Fondo Risoluzione, Popolare

La Popolare di Vicenza e Veneto Banca prendono tempo sulle offerte di rimborso agli azionisti, che a oggi non hanno ancora raggiunto la percentuale dell’80% di adesioni che era stata posta come condizione per il successo delle stesse.

NUOVE SCADENZE

Le due banche venete hanno annunciato di avere prorogato l’offerta di transazione rivolta ai soci che erano stati azzerati con gli aumenti di capitale dell’anno scorso da mercoledì 22 a martedì 28 marzo. Il fatto è che in entrambi i casi le adesioni sono sotto l’80% che era stato preventivato. In particolare, la proposta di transazione della Banca Popolare di Vicenza ha raccolto adesioni pari al 65,44% delle azioni coinvolte nel perimetro dell’offerta mentre nel caso di Veneto Banca la percentuale si è attestata al 64%. I dati fotografano la situazione alle ore 13.30 del 22 marzo.

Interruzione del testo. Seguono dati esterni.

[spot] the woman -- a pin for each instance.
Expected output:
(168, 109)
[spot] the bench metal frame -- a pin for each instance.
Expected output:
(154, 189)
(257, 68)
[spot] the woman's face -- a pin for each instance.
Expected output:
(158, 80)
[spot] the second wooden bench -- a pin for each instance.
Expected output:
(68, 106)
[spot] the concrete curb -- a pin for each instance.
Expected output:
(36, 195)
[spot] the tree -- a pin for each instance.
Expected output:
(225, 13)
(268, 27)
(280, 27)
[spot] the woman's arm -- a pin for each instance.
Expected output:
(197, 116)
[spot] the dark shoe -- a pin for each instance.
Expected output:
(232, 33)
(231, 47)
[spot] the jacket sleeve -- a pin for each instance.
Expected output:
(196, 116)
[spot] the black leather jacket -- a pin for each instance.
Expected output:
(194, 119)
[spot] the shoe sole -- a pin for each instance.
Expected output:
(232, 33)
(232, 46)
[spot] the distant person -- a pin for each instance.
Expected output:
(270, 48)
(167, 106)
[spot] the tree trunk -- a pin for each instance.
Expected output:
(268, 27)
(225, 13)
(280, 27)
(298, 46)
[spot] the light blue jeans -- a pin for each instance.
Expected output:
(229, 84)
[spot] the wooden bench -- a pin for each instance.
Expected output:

In totale, hanno aderito alla proposta 115.200 soci, di cui 63.300 della Vicenza e 51.900 di Veneto Banca su una platea di circa 169 mila azionisti. Da ricordare che nel caso della banca vicentina sono stati proposti agli azionisti 9 euro per titolo mentre per l’istituto di Montebelluna l’indennizzo è del 15% della perdita teorica. In entrambi i casi – ed è un passaggio fondamentale – si chiede di rinunciare a qualsiasi causa legale verso la banca. I soci sono stati praticamente azzerati con i due aumenti di capitale dell’anno scorso, per un totale di circa 2,5 miliardi, che hanno sancito l’ingresso nel capitale delle due banche del fondo Atlante, quasi al 100% in entrambi gli istituti di credito.

LE IMPLICAZIONI

I due gruppi hanno bisogno che aderisca all’accordo almeno l’80% dei soci per disinnescare la mina delle cause legali riferite alla passata gestione che potrebbero valere tra i 4 e i 5 miliardi. E se le banche venete dovessero sborsare tutti questi soldi, per loro, che hanno bisogno di un nuovo aumento di capitale stimato complessivamente in circa 5 miliardi, si aprirebbero le porte del bail-in, cioè del salvataggio con penalizzazione, nell’ordine, di azionisti, obbligazionisti (non solo subordinati) e correntisti oltre i 100 mila euro. Al contrario, i vertici delle due banche, cioè Fabrizio Viola (nella foto) per la Popolare di Vicenza e Cristiano Carrus per Veneto Banca (Viola dovrebbe anche guidare le due banche che stanno studiando la fusione), con il sostegno del Tesoro e del governo italiani, sarebbero intenzionati a fare scattare, in scia a quanto si sta cercando di fare con Mps, il paracadute della ricapitalizzazione precauzionale, che limita la penalizzazione ai soli azionisti e obbligazionisti subordinati. Alcuni dei piccoli azionisti ritengono però che questa pistola alla tempia del bail-in sia solo un modo per esercitare pressioni e convincerli a rinunciare alle cause. Inoltre, come scritto da Formiche.net, non sono mancate frizioni tra Tesoro e vertici delle banche venete anche sulle offerte agli azionisti. Con ambienti degli istituti che si attendevano parole esplicite e pubbliche di sostegno al l’operazione in corso.

IL NODO ATLANTE

Resta il problema di quel che farà il fondo Atlante in occasione della ricapitalizzazione. Il fatto è che il numero uno del fondo, Alessandro Penati, aveva fatto sapere di volere restare al controllo, anche per potere poi beneficiare degli eventuali vantaggi della ristrutturazione, dal momento che fino a oggi ha dovuto sostenere solo oneri. Ma le banche azioniste, a cominciare da Intesa Sanpaolo e Unicredit e passando per Bpm, hanno espresso diverse perplessità sull’eventualità che Atlante impieghi ulteriore risorse per ricapitalizzare le venete e non per acquistare sofferenze, mission primaria del fondo.